After quoting Roger Ebert's now-famous statement about life as "an elaborate hoax," Alexander discusses the last published words of Aldous Huxley, written just a few days before he died. 

“The world is an illusion,” Huxley said. “But it is an illusion which we must take seriously, because it is real as far as it goes.” We must, Huxley argued, “find a way of being in this world while not being in it.” Because in truth, we are never fully, completely here to begin with. We come from, and are destined to return to, elsewhere. When we think we are our brains and bodies and nothing more, we lose the ability to be true protagonists – true heroes. And as Joseph Campbell pointed out again and again, we are all heroes.

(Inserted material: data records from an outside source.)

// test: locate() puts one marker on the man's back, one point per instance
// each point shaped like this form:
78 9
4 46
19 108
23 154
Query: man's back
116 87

The word protagonist comes in part from the Greek word agon, which means “contest.” The word agony, of course, also comes from it, and it is hard to deny that life is an agonizing struggle – for some people most of the time, for most people some of the time. But it’s a struggle that leads somewhere. With the contest, the agon, of his earthly life completed, Huxley departed, leaving behind the one piece of information we have to remember on this level, just as Ebert did. This world is not all there is. There is a larger one, of which this seemingly complete earthly world is the tiniest slice. That larger world is ruled by love, and we are all on our way home to it, so we should never despair.

As you can see, the idea of homesickness and a return to our true home has come up again. I can't help but think of Homer's Odyssey, an epic story of homecoming that has endured for more than 2500 years and still has strong emotional appeal today. Could it be that in the tale of the shipwrecked wanderer who finally makes his way home we are seeing our own story?

Although The Map of Heaven mentions the Odyssey only in passing, the larger point is made by the authors in an eloquent summing-up:

It’s the one true story, fighting its way back to us. The reality of heaven, and of our place in it, is breaking back through the walls of denial we have built up over the last few centuries, and we are hearing its message again: We are loved. We are known. We belong.

I enjoyed this book and learned something from it. Why not put it on your Christmas list?